Sampling Approaches#

Similar to cost-sensitive learning, oversampling and undersampling techniques serve to emphasize one class over another. Oversampling techniques increase the number of samples in the data set of the minority class, whereas undersampling techniques decrease the number of samples in the majority class.

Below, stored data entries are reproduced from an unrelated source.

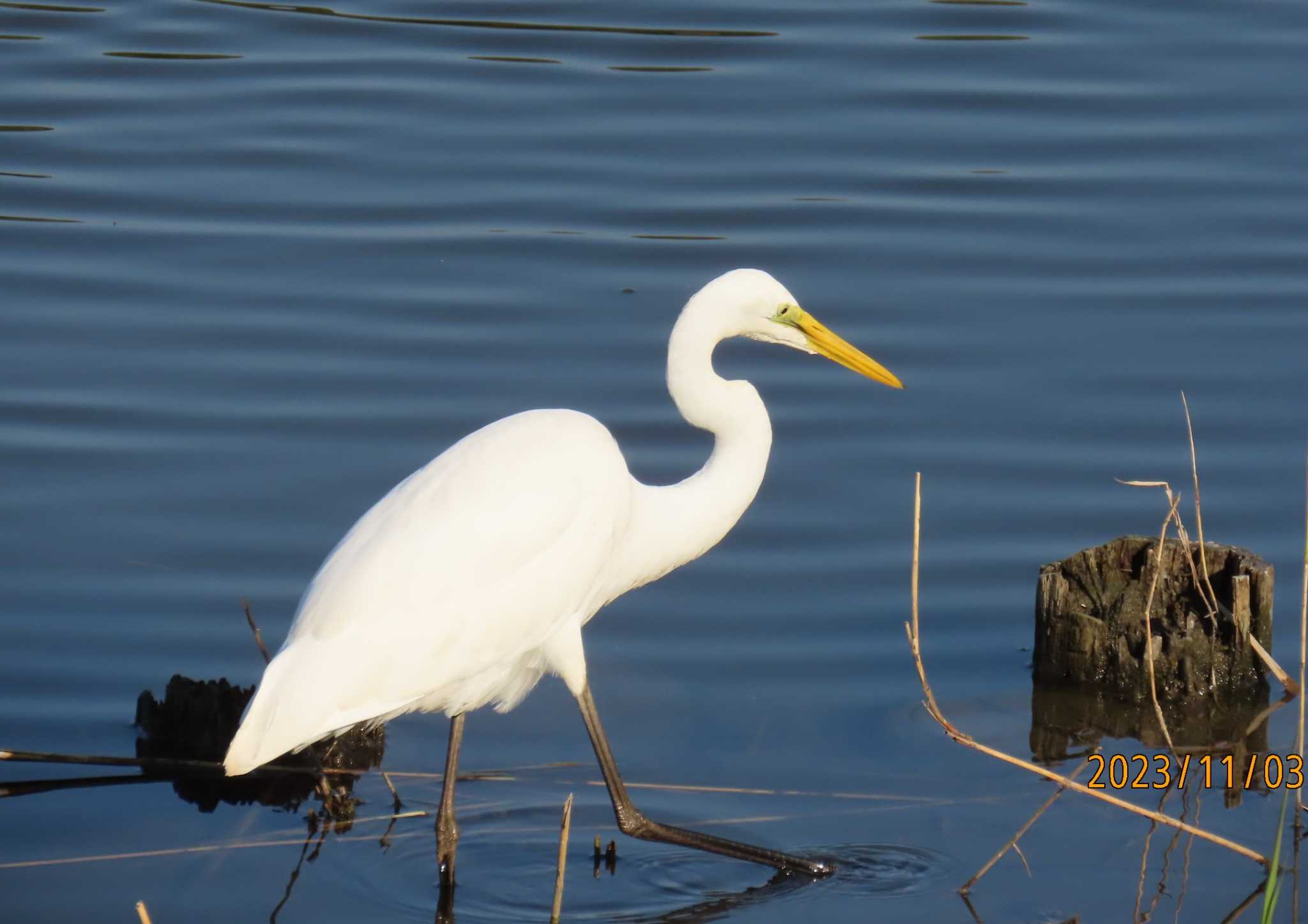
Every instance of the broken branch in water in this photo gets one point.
(563, 861)
(258, 637)
(968, 741)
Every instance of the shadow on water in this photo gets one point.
(494, 24)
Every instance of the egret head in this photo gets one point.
(764, 310)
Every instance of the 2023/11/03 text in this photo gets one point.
(1159, 771)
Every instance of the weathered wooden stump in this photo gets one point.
(197, 720)
(1090, 620)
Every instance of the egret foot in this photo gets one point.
(632, 822)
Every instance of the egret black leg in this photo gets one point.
(446, 829)
(632, 822)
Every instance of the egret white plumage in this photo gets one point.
(474, 577)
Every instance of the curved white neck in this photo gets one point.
(675, 524)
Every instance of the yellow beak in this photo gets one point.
(840, 351)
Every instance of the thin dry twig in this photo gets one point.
(968, 741)
(258, 635)
(1023, 856)
(1149, 630)
(563, 861)
(1013, 842)
(395, 796)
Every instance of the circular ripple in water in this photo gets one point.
(506, 874)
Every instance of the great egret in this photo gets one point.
(475, 575)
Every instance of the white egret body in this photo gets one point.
(475, 575)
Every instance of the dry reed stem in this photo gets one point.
(1149, 629)
(1303, 645)
(743, 791)
(1214, 604)
(258, 635)
(968, 741)
(1013, 842)
(1198, 510)
(563, 861)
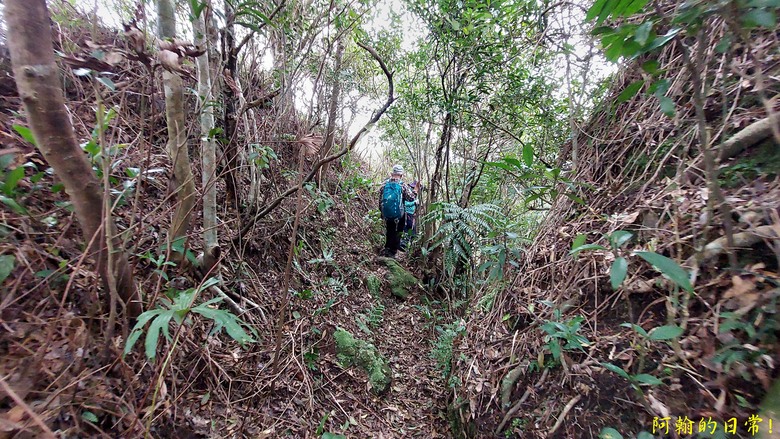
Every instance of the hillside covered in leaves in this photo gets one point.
(190, 237)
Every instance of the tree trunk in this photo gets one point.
(229, 102)
(332, 112)
(177, 135)
(435, 183)
(208, 148)
(37, 78)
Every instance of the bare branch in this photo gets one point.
(374, 119)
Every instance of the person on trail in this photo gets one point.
(410, 228)
(392, 195)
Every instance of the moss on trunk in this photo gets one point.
(354, 352)
(400, 280)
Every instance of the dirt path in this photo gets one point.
(415, 404)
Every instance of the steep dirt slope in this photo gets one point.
(641, 173)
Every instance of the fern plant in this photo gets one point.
(178, 309)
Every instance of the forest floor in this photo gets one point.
(318, 395)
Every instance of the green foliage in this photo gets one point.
(262, 155)
(460, 230)
(750, 337)
(7, 264)
(9, 182)
(442, 350)
(178, 309)
(564, 335)
(619, 268)
(400, 280)
(355, 352)
(374, 284)
(642, 379)
(610, 433)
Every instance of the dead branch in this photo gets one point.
(564, 412)
(751, 135)
(316, 167)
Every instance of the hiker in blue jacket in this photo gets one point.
(410, 229)
(392, 195)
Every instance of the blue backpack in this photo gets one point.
(392, 200)
(410, 206)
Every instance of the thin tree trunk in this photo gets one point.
(333, 110)
(229, 102)
(208, 148)
(37, 78)
(177, 134)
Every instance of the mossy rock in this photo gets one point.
(401, 281)
(374, 285)
(354, 352)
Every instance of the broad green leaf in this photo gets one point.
(528, 155)
(579, 241)
(619, 237)
(668, 268)
(630, 91)
(153, 333)
(608, 8)
(663, 39)
(89, 417)
(724, 44)
(575, 198)
(16, 207)
(634, 7)
(667, 105)
(666, 332)
(643, 32)
(651, 66)
(616, 369)
(614, 50)
(12, 180)
(196, 7)
(107, 82)
(138, 329)
(513, 161)
(659, 87)
(7, 263)
(617, 274)
(586, 247)
(631, 49)
(760, 18)
(595, 10)
(648, 379)
(610, 433)
(26, 133)
(621, 7)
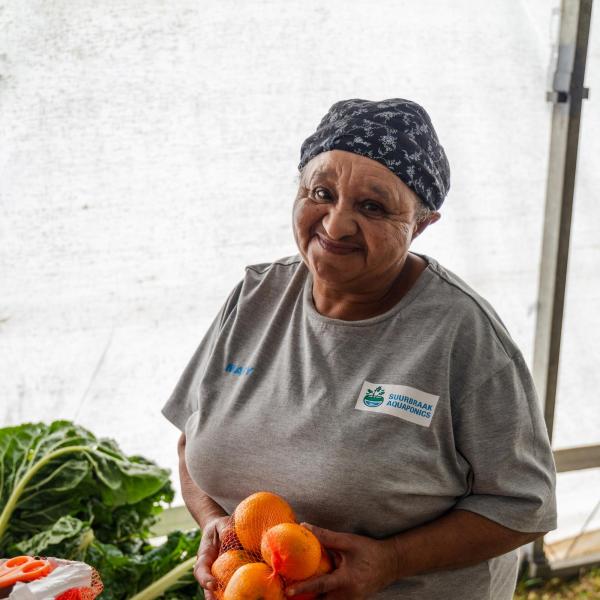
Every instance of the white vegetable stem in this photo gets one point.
(160, 586)
(18, 490)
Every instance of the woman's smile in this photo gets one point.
(336, 247)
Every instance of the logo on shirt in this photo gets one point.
(374, 397)
(234, 369)
(400, 401)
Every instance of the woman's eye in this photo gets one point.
(321, 194)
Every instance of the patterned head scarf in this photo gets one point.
(396, 133)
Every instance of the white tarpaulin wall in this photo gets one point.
(149, 153)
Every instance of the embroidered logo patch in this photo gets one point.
(400, 401)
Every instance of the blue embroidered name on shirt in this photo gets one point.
(238, 369)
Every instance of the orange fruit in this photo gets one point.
(257, 513)
(325, 566)
(254, 581)
(292, 550)
(227, 564)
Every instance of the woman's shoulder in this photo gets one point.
(282, 267)
(265, 281)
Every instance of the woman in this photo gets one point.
(368, 385)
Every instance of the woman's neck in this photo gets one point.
(338, 303)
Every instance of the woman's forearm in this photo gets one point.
(458, 539)
(201, 506)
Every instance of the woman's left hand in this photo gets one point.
(363, 567)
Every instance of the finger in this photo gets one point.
(330, 539)
(316, 585)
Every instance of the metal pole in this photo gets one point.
(567, 95)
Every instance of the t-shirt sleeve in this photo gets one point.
(184, 399)
(500, 431)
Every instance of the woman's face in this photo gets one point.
(354, 220)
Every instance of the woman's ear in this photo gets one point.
(421, 226)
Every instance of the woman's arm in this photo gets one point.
(458, 539)
(201, 506)
(364, 566)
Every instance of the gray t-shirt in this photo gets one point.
(372, 426)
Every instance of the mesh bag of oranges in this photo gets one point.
(264, 550)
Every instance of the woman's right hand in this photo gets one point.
(210, 544)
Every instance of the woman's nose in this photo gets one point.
(339, 222)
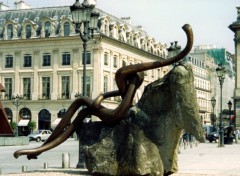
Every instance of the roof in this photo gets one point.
(36, 14)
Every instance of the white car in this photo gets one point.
(40, 135)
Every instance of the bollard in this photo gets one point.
(24, 168)
(65, 160)
(45, 165)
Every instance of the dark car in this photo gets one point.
(40, 135)
(213, 136)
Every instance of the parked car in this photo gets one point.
(213, 136)
(40, 135)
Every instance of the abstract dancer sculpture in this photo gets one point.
(5, 128)
(128, 79)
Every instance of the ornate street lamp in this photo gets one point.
(230, 107)
(221, 76)
(84, 15)
(17, 102)
(213, 102)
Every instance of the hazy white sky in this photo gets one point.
(163, 19)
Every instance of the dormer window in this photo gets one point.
(28, 31)
(66, 29)
(9, 31)
(47, 29)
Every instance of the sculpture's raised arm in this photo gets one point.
(124, 72)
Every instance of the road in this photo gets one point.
(8, 164)
(206, 159)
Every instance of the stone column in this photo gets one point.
(56, 59)
(35, 83)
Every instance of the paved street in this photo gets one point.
(209, 159)
(9, 164)
(204, 160)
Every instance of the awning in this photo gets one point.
(23, 122)
(56, 121)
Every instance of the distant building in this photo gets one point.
(235, 27)
(205, 60)
(41, 60)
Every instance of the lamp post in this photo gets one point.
(84, 15)
(17, 102)
(87, 15)
(221, 76)
(230, 107)
(213, 102)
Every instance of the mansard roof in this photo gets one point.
(123, 29)
(34, 15)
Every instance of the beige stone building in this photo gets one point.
(41, 60)
(235, 27)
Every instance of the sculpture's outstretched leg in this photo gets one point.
(107, 115)
(32, 153)
(128, 79)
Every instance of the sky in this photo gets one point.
(163, 19)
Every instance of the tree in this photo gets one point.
(32, 125)
(13, 125)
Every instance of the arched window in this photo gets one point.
(25, 113)
(47, 29)
(66, 28)
(9, 113)
(28, 31)
(10, 31)
(124, 63)
(61, 113)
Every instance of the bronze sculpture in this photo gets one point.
(5, 128)
(146, 141)
(128, 80)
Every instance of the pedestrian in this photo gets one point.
(236, 135)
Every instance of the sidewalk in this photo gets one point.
(209, 159)
(203, 160)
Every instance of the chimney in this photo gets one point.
(20, 4)
(127, 20)
(3, 6)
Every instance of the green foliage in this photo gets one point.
(32, 125)
(13, 125)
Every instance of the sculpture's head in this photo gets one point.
(181, 81)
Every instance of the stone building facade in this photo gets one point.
(41, 60)
(207, 83)
(235, 27)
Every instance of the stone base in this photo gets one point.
(11, 141)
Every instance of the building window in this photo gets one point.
(27, 88)
(27, 61)
(66, 28)
(124, 63)
(88, 59)
(88, 86)
(106, 60)
(66, 59)
(9, 31)
(8, 88)
(65, 87)
(152, 73)
(115, 61)
(9, 61)
(47, 29)
(105, 84)
(46, 59)
(46, 88)
(28, 31)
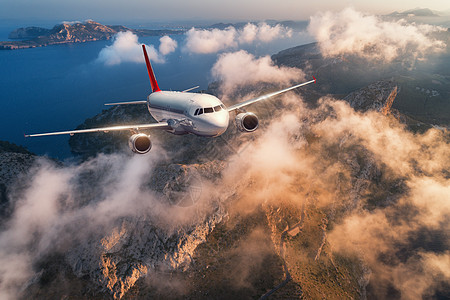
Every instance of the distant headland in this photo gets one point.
(31, 37)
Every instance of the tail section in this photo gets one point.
(154, 84)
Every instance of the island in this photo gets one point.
(31, 37)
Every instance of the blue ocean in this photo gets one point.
(57, 87)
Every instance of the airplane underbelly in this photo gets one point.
(163, 115)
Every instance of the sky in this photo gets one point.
(181, 10)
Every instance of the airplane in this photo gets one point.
(182, 113)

The most naive sampling approaches use random resampling, in which instances in the original training data set are randomly selected. In the case of random oversampling, instances of the minority class are randomly selected and duplicated. Random undersampling, on the other hand, randomly deletes instances of the majority class from the data set. More sophisticated approaches, such as SMOTE or prototypes, generate synthetic examples to achieve a more ‘balanced’ data set.

Note

The Python library imbalanced-learn implements various oversampling and undersampling approaches.